Selain itu, keengganan masyarakat untuk mengupdate data kependudukan melalui registrasi penduduk turut memegang andil terjadinya perbedaan data kependudukan tersebut. Masyarakat enggan mengubah status kependudukan pada dokumen resmi kependudukan seperti KTP dan KK sesuai dengan alamat tempat tinggal karena berbagai macam alasan.
Kewajiban bayar pajak kendaraan, jika pindah ada biaya mutasi, dsb. Merupakan beban tersendiri bagi masyarakat.

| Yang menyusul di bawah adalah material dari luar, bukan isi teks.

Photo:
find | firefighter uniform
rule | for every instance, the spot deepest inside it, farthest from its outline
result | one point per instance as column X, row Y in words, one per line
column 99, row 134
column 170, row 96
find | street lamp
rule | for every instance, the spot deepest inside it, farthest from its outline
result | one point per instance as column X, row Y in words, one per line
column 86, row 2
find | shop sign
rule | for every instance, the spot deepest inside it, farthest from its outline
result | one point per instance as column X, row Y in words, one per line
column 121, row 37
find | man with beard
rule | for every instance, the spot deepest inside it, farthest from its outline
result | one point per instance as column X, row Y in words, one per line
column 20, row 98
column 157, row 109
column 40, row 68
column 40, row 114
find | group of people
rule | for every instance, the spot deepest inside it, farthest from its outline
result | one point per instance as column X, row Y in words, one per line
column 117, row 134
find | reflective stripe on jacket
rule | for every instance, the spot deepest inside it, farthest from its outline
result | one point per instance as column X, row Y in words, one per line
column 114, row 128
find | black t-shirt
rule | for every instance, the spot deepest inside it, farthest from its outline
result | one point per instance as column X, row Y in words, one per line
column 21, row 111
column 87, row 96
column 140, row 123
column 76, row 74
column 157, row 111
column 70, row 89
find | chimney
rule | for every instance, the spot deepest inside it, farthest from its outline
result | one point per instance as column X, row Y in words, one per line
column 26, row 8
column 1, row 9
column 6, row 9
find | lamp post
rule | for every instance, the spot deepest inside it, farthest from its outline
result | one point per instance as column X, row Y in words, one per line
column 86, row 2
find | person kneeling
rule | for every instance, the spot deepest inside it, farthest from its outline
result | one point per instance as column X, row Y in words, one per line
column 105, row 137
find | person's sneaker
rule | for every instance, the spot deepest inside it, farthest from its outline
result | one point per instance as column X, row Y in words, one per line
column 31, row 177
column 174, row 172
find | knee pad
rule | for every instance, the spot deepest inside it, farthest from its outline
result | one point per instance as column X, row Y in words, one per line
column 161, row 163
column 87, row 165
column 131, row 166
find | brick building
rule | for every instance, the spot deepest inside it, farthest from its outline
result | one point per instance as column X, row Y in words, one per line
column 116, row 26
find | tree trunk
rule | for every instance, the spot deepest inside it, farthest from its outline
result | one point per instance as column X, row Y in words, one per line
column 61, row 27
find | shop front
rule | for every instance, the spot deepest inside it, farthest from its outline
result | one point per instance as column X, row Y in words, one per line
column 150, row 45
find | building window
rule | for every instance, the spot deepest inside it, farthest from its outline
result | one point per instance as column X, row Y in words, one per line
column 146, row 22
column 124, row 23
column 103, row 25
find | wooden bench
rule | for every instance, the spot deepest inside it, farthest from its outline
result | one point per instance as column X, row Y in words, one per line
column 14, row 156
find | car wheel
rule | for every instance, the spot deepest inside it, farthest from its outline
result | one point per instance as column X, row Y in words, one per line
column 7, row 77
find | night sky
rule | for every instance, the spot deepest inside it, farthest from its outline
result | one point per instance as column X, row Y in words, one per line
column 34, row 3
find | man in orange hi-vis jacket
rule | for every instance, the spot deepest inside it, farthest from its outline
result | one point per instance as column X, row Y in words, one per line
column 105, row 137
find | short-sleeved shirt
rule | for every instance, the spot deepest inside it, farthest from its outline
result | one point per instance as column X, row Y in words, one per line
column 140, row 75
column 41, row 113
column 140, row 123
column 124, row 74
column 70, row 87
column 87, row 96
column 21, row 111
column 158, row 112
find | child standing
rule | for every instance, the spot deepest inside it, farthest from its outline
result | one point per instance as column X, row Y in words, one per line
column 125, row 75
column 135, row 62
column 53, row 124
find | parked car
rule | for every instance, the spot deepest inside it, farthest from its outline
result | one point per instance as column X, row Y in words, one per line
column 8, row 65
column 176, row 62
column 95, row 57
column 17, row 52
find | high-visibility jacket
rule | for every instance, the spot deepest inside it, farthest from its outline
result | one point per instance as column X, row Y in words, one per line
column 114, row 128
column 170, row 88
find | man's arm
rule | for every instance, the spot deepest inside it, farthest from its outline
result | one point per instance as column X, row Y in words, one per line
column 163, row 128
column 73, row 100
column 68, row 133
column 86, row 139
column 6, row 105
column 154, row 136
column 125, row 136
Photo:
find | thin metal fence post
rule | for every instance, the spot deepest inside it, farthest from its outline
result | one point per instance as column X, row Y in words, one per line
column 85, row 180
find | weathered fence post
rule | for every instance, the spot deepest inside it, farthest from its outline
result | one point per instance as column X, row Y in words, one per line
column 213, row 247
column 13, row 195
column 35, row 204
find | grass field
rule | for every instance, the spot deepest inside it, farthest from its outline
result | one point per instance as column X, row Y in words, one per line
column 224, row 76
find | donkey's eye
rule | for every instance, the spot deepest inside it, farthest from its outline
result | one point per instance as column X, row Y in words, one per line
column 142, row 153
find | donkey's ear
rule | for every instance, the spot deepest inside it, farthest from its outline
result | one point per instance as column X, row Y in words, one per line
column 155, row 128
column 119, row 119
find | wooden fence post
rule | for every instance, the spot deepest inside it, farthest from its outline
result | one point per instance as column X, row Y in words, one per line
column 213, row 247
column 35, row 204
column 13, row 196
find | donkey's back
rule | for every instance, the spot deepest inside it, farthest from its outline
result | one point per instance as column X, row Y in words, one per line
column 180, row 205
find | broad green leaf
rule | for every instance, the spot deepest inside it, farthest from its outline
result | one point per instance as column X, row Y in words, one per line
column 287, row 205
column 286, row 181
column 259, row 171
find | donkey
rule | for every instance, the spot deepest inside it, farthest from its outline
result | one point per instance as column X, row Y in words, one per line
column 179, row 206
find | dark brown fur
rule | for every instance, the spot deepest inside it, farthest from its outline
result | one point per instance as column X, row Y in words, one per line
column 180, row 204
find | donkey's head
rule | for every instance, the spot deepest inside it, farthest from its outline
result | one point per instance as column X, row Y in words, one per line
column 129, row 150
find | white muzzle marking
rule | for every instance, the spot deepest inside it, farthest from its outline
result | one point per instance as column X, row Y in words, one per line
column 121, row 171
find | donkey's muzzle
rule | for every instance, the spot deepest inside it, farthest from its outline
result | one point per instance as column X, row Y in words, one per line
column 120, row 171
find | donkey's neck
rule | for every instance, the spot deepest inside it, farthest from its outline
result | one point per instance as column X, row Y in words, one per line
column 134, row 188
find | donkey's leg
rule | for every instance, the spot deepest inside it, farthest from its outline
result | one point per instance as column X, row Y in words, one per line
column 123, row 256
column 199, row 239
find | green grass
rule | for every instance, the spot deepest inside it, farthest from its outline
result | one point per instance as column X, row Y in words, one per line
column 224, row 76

Selain itu perbedaan fasilitas yang diterima antar wilayah, menyebabkan seseorang juga enggan mengupdate data kependudukannya.
Sebagai contoh fasilitas BPJS Kesehatan yang diberikan kepada semua warga di wilayah tertentu belum tentu diterima oleh wilayah lain. Fasilitas Pendidikan juga membuat orang enggan mengupdate data kependudukannya karena terkait sistem zonasi.
Perlu dukungan semua pihak dalam mewujudkan satu data kependudukan. Pemerintah, dengan kebijakan yang seragam antar wilayah, kebijakan perpajakan, kebijakan bidang Pendidikan, kesehatan serta banyak kebijakan lain yang bisa dibuat pemerintah untuk mendukung upaya menuju satu data kependudukan.
Apakah dengan adanya hasil sensus penduduk, mimpi mewujudkan satu data kependudukan telah tercapai? SP2020 adalah permulaan, kita lihat saja perkembangan berikutnya.